The bigger question, I guess, is why is this stuff important? I mean, I don’t particularly care if there was a Jesus or not. The issue I have with Jesus denialists**** is that they by and large exhibit a general lack of understanding of how we have “facts” from ancient history. One thing that’s commonly cited from the “anti “crowd, for example, is the fact that we only have like 3 sources that talk about Jesus in the century after his death. What is left out of this is that there are really only about 2 sources that we have access to that deal with events that took place in Palestine in the 1st century CE (the third source for Jesus is in one of the Pliny’s works (the younger I think) who at one point whinges about those weirdo Christians). We often have very little evidence for anything this far back, and what we do have is very often tainted. That doesn’t mean that we ought to take the default position that nothing existed back then; that would be absurd.

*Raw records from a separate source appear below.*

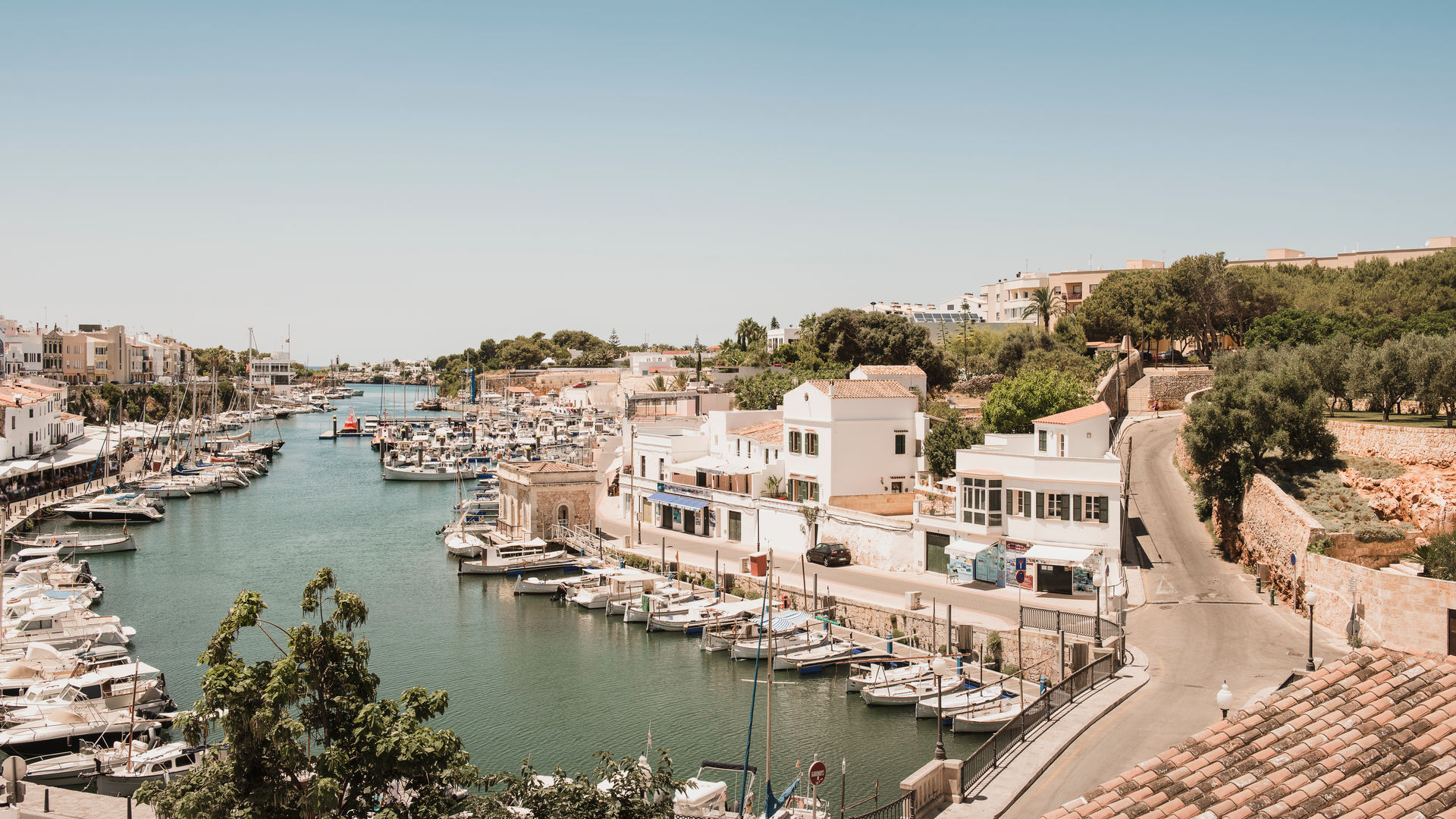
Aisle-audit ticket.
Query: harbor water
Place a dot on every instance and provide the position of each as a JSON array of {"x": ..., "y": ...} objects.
[{"x": 528, "y": 676}]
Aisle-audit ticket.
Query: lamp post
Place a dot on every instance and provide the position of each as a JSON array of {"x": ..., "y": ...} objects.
[
  {"x": 1225, "y": 700},
  {"x": 1310, "y": 598},
  {"x": 938, "y": 668}
]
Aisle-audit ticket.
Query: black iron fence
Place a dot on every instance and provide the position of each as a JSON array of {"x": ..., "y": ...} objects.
[
  {"x": 902, "y": 808},
  {"x": 1037, "y": 711},
  {"x": 1072, "y": 623}
]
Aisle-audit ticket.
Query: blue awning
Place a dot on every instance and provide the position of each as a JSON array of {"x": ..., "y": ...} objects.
[{"x": 677, "y": 500}]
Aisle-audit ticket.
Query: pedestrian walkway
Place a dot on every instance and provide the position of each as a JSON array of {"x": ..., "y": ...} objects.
[{"x": 996, "y": 792}]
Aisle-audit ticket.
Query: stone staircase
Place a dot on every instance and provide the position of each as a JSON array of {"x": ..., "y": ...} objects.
[{"x": 1139, "y": 395}]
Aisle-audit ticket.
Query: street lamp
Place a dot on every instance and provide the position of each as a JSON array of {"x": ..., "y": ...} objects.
[
  {"x": 1310, "y": 598},
  {"x": 940, "y": 667}
]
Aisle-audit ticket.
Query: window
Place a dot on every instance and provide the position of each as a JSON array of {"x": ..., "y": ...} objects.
[
  {"x": 982, "y": 502},
  {"x": 1018, "y": 503}
]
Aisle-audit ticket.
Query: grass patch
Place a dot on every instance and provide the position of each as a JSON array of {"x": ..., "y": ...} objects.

Anyway, Ehrman’s book is highly enjoyable, at least in the opinion of this history nerd, and written with the non-scholar in mind (he has published scholarly works on this subject as well). Non-Christians will appreciate the book because it’s written from the standpoint of a non-believer (Ehrman has his own reasons for falling away from Christianity but they have nothing to do with historicity), while I think Christians, too, will appreciate someone giving “their side” the attention that it deserves (although there’s also no reverence for Christian beliefs in here, so if you’re easily offended, be warned). All in all, it’s not quite a book I’d require folks to read if I were dictator of the world – there are newer historical issues which are much more important in my opinion – but I do think that if you have the time and the subject is at all interesting to you, you should read it.
*Because they are loud, not because they are numerous!
**That’s kind of a red herring; I am as doubtful of his divinity as they are, but that’s the best way that I can put it.
***I don’t remember the OT passage off-hand because I am not a Biblical scholar, but Paul’s letter to the Galatians references this: 3:13 Christ hath redeemed us from the curse of the law, being made a curse for us: for it is written, Cursed is every one that hangeth on a tree.
****This is a pretty apt description, I think, as the percentage of Biblical scholars of the New Testament who think that Jesus didn’t exist is about the same as the percentage of climatologists who don’t think that global warming exists.